火星の月の下で

日記がわり。

スエービー族の歴史

民族大移動期の地図は、割と暇なときに引っ張り出してきてぼんやり眺めていることが多い。
東ゴート、西ゴート、ヴァンダルといったハデな動きをした連中とか、フランク、ザクセン、アングルといった後の中世中欧を構成する主要民族について、だいたいの基礎知識が入ってくると、次は周辺の諸族について思いがいたる。
ニーベルンゲンに取り上げられて有名になったブルグントとか、東ゴートの後に来たイタリアに入ったランゴバルト・・・この辺を周辺といっては問題があるが、そういったあたりの歴史もなかなかに面白い。全体俯瞰的な史書は邦語でも出ているが、個別になると簡単に参照できるものがなくなってしまうのが、残念なところ。もちろん、英語や独語で書かれている、とかっていうことより、気軽に書店で求められない、っていうことの方だけどね。
さて、最近興味を引いているのがスエービー族。
調べるほどに面白い民族で、民族大移動期にいきなり現れる名前ではなく、タキトゥスの『ゲルマニア』(長音略)やカエサルの『ガリア戦記』などに既に出てくる名前だ。
わけても『ガリア戦記』では、カエサル出陣の原因となった、アリオウィストゥスがこの民族の出身で、彼との戦いが前半、というか冒頭のクライマックスになっている。
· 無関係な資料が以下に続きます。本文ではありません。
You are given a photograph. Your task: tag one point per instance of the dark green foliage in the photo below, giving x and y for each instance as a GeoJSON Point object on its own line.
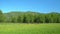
{"type": "Point", "coordinates": [30, 17]}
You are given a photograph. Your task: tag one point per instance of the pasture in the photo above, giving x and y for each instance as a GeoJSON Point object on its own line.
{"type": "Point", "coordinates": [16, 28]}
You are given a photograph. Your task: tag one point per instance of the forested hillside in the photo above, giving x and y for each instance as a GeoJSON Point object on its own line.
{"type": "Point", "coordinates": [29, 17]}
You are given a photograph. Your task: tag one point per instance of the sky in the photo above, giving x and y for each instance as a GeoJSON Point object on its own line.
{"type": "Point", "coordinates": [42, 6]}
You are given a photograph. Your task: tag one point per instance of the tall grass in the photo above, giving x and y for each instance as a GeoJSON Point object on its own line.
{"type": "Point", "coordinates": [16, 28]}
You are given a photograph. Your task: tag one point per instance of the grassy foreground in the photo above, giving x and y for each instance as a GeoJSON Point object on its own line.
{"type": "Point", "coordinates": [29, 28]}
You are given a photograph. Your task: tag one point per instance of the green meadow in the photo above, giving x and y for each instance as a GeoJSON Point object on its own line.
{"type": "Point", "coordinates": [16, 28]}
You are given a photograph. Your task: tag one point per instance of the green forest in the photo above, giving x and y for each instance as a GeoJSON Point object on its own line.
{"type": "Point", "coordinates": [29, 17]}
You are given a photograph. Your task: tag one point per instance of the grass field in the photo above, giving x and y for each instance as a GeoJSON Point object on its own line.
{"type": "Point", "coordinates": [29, 28]}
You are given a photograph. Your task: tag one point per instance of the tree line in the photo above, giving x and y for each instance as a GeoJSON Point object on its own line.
{"type": "Point", "coordinates": [30, 17]}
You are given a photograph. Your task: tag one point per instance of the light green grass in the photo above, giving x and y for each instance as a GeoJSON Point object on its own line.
{"type": "Point", "coordinates": [29, 28]}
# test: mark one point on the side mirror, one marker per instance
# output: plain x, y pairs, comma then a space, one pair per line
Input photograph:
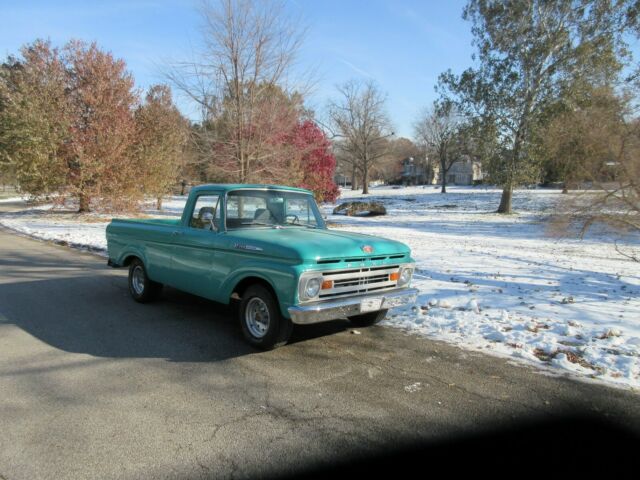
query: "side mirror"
207, 217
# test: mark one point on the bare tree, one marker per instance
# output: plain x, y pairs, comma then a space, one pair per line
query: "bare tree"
438, 129
360, 118
600, 145
239, 81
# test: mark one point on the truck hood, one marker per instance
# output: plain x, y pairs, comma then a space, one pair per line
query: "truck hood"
309, 244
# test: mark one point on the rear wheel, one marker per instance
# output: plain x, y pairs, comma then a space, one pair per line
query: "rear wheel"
262, 324
367, 319
141, 287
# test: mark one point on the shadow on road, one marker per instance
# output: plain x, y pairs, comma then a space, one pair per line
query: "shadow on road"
94, 315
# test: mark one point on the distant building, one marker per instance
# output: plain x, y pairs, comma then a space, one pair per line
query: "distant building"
462, 172
415, 172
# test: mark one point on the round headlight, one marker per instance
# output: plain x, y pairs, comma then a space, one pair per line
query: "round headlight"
405, 276
312, 288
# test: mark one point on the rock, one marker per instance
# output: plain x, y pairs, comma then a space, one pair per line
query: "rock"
360, 209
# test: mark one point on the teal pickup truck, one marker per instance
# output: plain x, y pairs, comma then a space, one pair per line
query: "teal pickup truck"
268, 248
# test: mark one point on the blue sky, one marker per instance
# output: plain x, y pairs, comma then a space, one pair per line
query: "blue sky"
403, 45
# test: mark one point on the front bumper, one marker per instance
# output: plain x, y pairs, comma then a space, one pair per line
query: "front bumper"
346, 307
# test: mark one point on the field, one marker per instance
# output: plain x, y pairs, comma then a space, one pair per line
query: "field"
492, 283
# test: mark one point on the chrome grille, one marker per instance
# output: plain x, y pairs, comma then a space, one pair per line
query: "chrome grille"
359, 280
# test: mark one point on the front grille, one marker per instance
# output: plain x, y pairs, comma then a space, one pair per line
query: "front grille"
359, 280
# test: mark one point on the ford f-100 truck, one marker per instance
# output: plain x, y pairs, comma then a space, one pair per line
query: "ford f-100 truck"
268, 249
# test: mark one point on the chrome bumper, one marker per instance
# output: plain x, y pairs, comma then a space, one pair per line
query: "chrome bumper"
346, 307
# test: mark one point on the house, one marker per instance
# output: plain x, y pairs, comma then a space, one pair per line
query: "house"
416, 172
463, 172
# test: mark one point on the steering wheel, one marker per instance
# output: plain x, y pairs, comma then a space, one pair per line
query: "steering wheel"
295, 218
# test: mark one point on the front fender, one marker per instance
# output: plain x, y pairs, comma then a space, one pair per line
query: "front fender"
281, 278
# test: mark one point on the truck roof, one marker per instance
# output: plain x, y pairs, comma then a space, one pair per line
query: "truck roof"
240, 186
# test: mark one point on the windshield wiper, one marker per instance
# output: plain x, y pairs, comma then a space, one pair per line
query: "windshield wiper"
258, 223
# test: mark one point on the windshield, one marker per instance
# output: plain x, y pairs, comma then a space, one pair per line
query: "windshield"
272, 208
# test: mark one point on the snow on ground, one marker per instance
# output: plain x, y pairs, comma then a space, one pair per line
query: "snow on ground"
488, 282
501, 285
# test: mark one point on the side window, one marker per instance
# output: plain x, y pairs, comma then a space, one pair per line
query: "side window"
206, 213
245, 210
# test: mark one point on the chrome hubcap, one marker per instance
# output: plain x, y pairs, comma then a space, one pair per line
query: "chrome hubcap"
257, 317
137, 280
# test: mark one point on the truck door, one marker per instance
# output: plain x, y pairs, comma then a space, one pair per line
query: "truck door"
196, 248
・・・クライマックス、はちと言いすぎかな。(^_^;
その後、ゴート族やヴァンダル族とともに帝国内部へと侵入し、帝国瓦解後はいろいろと曲折があって、イベリア半島北西部ガリシア地方に、現在のブラガを首都として建国したらしい。
ただし、民族移動期のスエービー族はそれほど強力な部族、というほどではなかったらしく、409年頃にやってきて、長く見ても585年頃に王国としては滅亡しているようだ。
この辺、ドイツのWikipediaに簡潔な記述がある。
この間、イベリア半島の大半を占める西ゴート王国との関係から、カトリックに改宗して対抗したり、またアリウス派に戻ってみたりと、けっこういろいろなことがあったようだが、国としての歴史はそんなに長いほうではなかったようだ。
そしてシュワーベンとの関係。
南独の一地方となったシュワーベン地方だが、これは大移動期に移動することなく残った部族、ドーナウスエービーの末裔と言われている。
つまり、ハデな民族移動をしたにも関わらず、移動先で混血に埋もれて民族として消滅してしまうのではなく、現在までその血脈が保たれている、ということである。シュワーベンは、移動しなかった方が残ったんだけど。
大移動期の主役であったゴート族が、ゴシックとか、ゴート語訳聖書とか、いろいろなものを残しながらも血脈としては残らなかったことを思うと、いろいろと感傷にひたってしまいそうである。まぁ、現今のシュワーベンが、アリオウィストゥスのスエービーの純粋な末裔かどうか、っていうのも、はっきりとはしないけどね。
とはいえ、一応系譜的には命脈を保っている、と言ってもいいのだろう。
個人的に興味をひくのは、上記のうち、やはり民族移動期にイベリア半島に建国されたスエービー王国である。
長距離移動したゲルマン諸族の例に漏れず、現地人との人口の差から極端に混血が進み、埋没していったようだが、カトリックに改宗した時期があったこととか、あくまで王室が崩壊しただけで、民族そのものが585年をもって滅んだとか、強制移住させられたとかではないので、ガリシア地方には今日でも、1%程度は、往時のスエービー族の混血末裔がいるらしいのである。どうやって調べたのか、ちょっとわからんのですが。(^_^;
そういったことも含めて、ブラガから北ポルトガルにかけては、風光明媚ないいところらしいので、死ぬまでに1度行ってみたい、と思っている。
スエービー族の遺跡とかはほとんど残ってないんだろうけどね。